Seeking for your help on this, sorry I am very new to this. Appreciate for your help, thanks

Thanks a lot for your help! But this doesn't seems perform for large file?

Mofi · Nov 30, 2021#42021-11-30T08:20+00:00

I updated the script code in my first post to support also the second variant with one more data column with a date value in addition to first variant.

It is right that the script is not designed for large CSV data on which it is not possible to load the entire data into memory of JavaScript core interpreter inside UltraEdit. It was not anything written about the amount of data to handle by the script.

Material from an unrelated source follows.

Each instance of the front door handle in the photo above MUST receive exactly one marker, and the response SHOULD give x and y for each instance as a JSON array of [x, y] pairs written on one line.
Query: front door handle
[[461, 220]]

It is possible to use just the first part of the script with the Perl regular expression replaces to reformat the two variants of the CSV file with colon as separator to valid CSV files and use next manually the built-in command Convert to fixed-width of UltraEdit which can be used also on very large files with hundreds of MBs or even some GB. In this case the script would be just:

Code: Select all

if (UltraEdit.document.length > 0)  // Is any file opened?
{
   // Define environment for this script.
   UltraEdit.insertMode();

   if (typeof(UltraEdit.columnModeOff) == "function") UltraEdit.columnModeOff();
   else if (typeof(UltraEdit.activeDocument.columnModeOff) == "function") UltraEdit.activeDocument.columnModeOff();

   // Run first a case-sensitive Perl regular expression replace all
   // searching for date/time with one more date appended and split
   // that data value up into two data values if existing at all.
   UltraEdit.activeDocument.top();
   UltraEdit.perlReOn();
   UltraEdit.activeDocument.findReplace.mode=0;
   UltraEdit.activeDocument.findReplace.matchCase=true;
   UltraEdit.activeDocument.findReplace.matchWord=false;
   UltraEdit.activeDocument.findReplace.regExp=true;
   UltraEdit.activeDocument.findReplace.searchDown=true;
   if (typeof(UltraEdit.activeDocument.findReplace.searchInColumn) == "boolean")
   {
      UltraEdit.activeDocument.findReplace.searchInColumn=false;
   }
   UltraEdit.activeDocument.findReplace.preserveCase=false;
   UltraEdit.activeDocument.findReplace.replaceAll=true;
   UltraEdit.activeDocument.findReplace.replaceInAllOpen=false;
   UltraEdit.activeDocument.findReplace.replace('"?\\b(\\d+/\\d+/\\d+ [0-1][0-9]:[0-5][0-9]:[0-5][0-9] [AP]M)[\\t ":]*?(\\d+/\\d+/\\d+):*$', '"\\1":\\2');
   if (UltraEdit.activeDocument.isFound())
   {
      UltraEdit.activeDocument.top();
      // Enclose the date/time values in double quotes and
      // replace all colons at end of each line by one colon.
      UltraEdit.activeDocument.findReplace.replace('"?\\b(\\d+/\\d+/\\d+ [0-1][0-9]:[0-5][0-9]:[0-5][0-9] [AP]M)"?:+$', '"\\1":');
   }
   else  // Different data with no additional date column.
   {
      // Enclose the date/time values in double quotes and
      // remove the last two colons at end of each line.
      UltraEdit.activeDocument.findReplace.replace('"?\\b(\\d+/\\d+/\\d+ [0-1][0-9]:[0-5][0-9]:[0-5][0-9] [AP]M)"?::', '"\\1"');
   }
}

The complete script as it is currently coded is optimized for reformatting files with just some MB done completely in internal memory of JavaScript core interpreter.